Am Dienstag, den 16. Juni 2009, wollten wir (1 Läufer und 1 E-Rollstuhlnutzer) eine Theaterveranstaltung in Frankfurt besuchen. Gegen 18.00 Uhr waren wir am Bahnhof, etwa 25 Minuten vor Abfahrt der S-Bahn. Man verweigerte uns die Einstiegshilfe und begründete dies mit Personalmangel. Daraufhin verhinderten wir mit einer Sitzblockade die Weiterfahrt der S-Bahn, bis nach einer Viertelstunde dann doch jemand vom Bahnhofspersonal mit der Hebebühne ankam.

Nach der Veranstaltung waren wir noch mit Freunden in einer Gaststätte in Frankfurt und kamen erst kurz vor 1.00 Uhr nachts zurück. In Frankfurt Hauptwache kann man relativ problemlos ebenerdig in die S-Bahn hineinfahren. Wir sagten einfach dem Zugbegleiter, er solle unsere Ankunft in Mainz melden und die Hebebühne ordern. Dies klappte erstaunlicherweise völlig problemlos, obwohl doch angeblich nach 23.00 Uhr keine Hilfen mehr zur Verfügung stehen. Aber wir waren ja schon drin, ganz ohne Voranmeldung, und die können uns ja nicht die ganze Nacht in der S-Bahn lassen. Wahrscheinlich hat den Mitarbeitern auch schon unsere Sitzblockade bei der Hinfahrt gereicht, und sie wollten nicht noch mehr Stress wegen uns.
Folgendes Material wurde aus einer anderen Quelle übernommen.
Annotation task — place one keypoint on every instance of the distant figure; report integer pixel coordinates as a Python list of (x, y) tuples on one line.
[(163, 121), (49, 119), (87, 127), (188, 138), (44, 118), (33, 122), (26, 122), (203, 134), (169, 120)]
Schön an der Geschichte war, dass wir bei der Sitzblockade solidarische Unterstützung vieler Mitreisender bekamen, die an der Blockade teilnahmen. 2 zufällig mitfahrende Handwerker hatten Werkzeug dabei und wollten das Schloss der Hebebühne aufbrechen. Andere Fahrgäste zeigten sich lautstark empört über das Verhalten der Bahnmitarbeiter. Ich finde, das ist nicht selbstverständlich, besonders im stressigen Feierabendverkehr, wo die meisten es eigentlich eilig haben.

Die Forderung der Bahn, alle Fahrten Tage vorher telephonisch anzumelden, haben wir bislang ignoriert und werden das auch in Zukunft tun. Notfalls legen wir eben den Zugverkehr am Bahnhof lahm. Toll, dass uns diesmal auch völlig unbekannte Mitreisende unterstützt haben! Um 23.00 Uhr zurück zu sein, ist natürlich Blödsinn. Veranstaltungen gehen ja in der Regel bis nach 22.00 Uhr, und selbst wenn wir danach sofort aufbrechen, sind wir nicht vor 23.00 Uhr zurück. Wir wollen ja nichts spezielles, nur eine Theaterveranstaltung besuchen wie andere auch.